Of the units in the greater pipeline of 63,000 units, over 10,000 units are designated as “affordable housing,” but many of those are in the long-term Candlestick-Hunter’s Point and Treasure Island projects. Because of the nature of the political environment, much to do with how much affordable housing will be built is in flux. Many developers are in intense negotiations with government agencies and neighborhood associations to find a workable compromise between return on investment on one hand, and unit mix and affordable housing requirements on the other. Said requirements may consist of a percentage of units in the project, building affordable units elsewhere in the city, or contributing substantial amounts to the city’s affordable housing fund in lieu of building.

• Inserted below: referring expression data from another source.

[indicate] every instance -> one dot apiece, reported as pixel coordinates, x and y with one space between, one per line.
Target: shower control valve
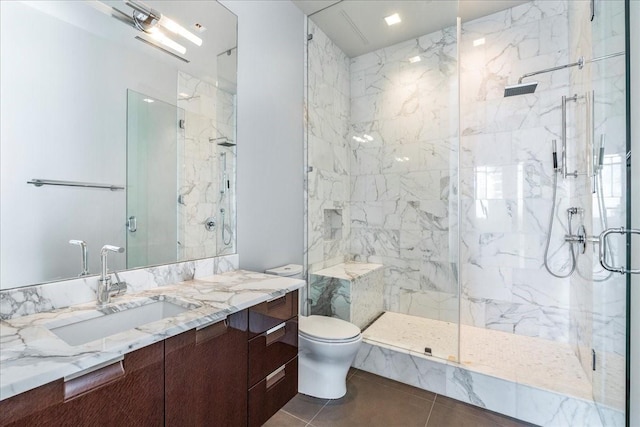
210 223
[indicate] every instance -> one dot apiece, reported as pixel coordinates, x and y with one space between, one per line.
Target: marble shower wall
209 115
403 148
507 174
404 125
328 209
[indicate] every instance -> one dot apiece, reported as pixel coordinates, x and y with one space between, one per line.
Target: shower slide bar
580 63
41 182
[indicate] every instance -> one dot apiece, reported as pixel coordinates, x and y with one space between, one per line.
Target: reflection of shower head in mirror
223 141
520 89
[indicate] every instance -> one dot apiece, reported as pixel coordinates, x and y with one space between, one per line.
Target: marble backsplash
50 296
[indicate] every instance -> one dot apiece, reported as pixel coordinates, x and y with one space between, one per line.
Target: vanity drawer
269 314
269 395
272 349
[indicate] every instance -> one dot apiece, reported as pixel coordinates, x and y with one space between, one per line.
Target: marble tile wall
328 95
507 175
403 141
209 115
402 149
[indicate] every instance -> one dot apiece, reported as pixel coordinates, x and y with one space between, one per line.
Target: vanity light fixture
149 21
393 19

In early March 2016, the San Francisco Board of Supervisors voted to put a city charter amendment on the June ballot, which, if passed, would hugely increase the affordable-housing contributions (in money or in affordable units built) required of developers of projects of 25+ units. Obviously, this would affect the financial equation for builders in the city. The question is will it affect their motivation to build so much as to significantly impact new home construction (market rate and affordable) in San Francisco. If you are interested, the city’s chief economist, Ted Egan, wrote a detailed report on the issue: Economic Impact Report
New housing construction is very sensitive to major economic, political and even environmental events (i.e. natural disasters), so simply because something is in the pipeline doesn’t mean it will be completed as planned within the time frame contemplated. First of all, plans are constantly being changed just in the normal course of things. And if a big financial or real estate market correction (or crash) occurs, as happened in late 2008, projects in process can come to a grinding halt, and new projects substantially altered, delayed or abandoned. Because the timeline in San Francisco can run 3 to 6+ years from initial filing with Planning to construction completion, developers and their lenders make enormous financial bets on what the future will look like. Timing is everything in real estate development, and can make the difference between large profits and bankruptcy. When the music stops – which it always does sooner or later, though the time range of opportunity can vary greatly – not everyone will find a chair to sit down in. That especially applies to those who over-leveraged their projects.
As a side note, big Chinese developers have been investing in both large residential and commercial real estate development projects in the Bay Area, and, according to reports, continue to aggressively seek additional opportunities. Though very significant – constituting billions of dollars in investment – these projects do not constitute the greater part of Bay Area development.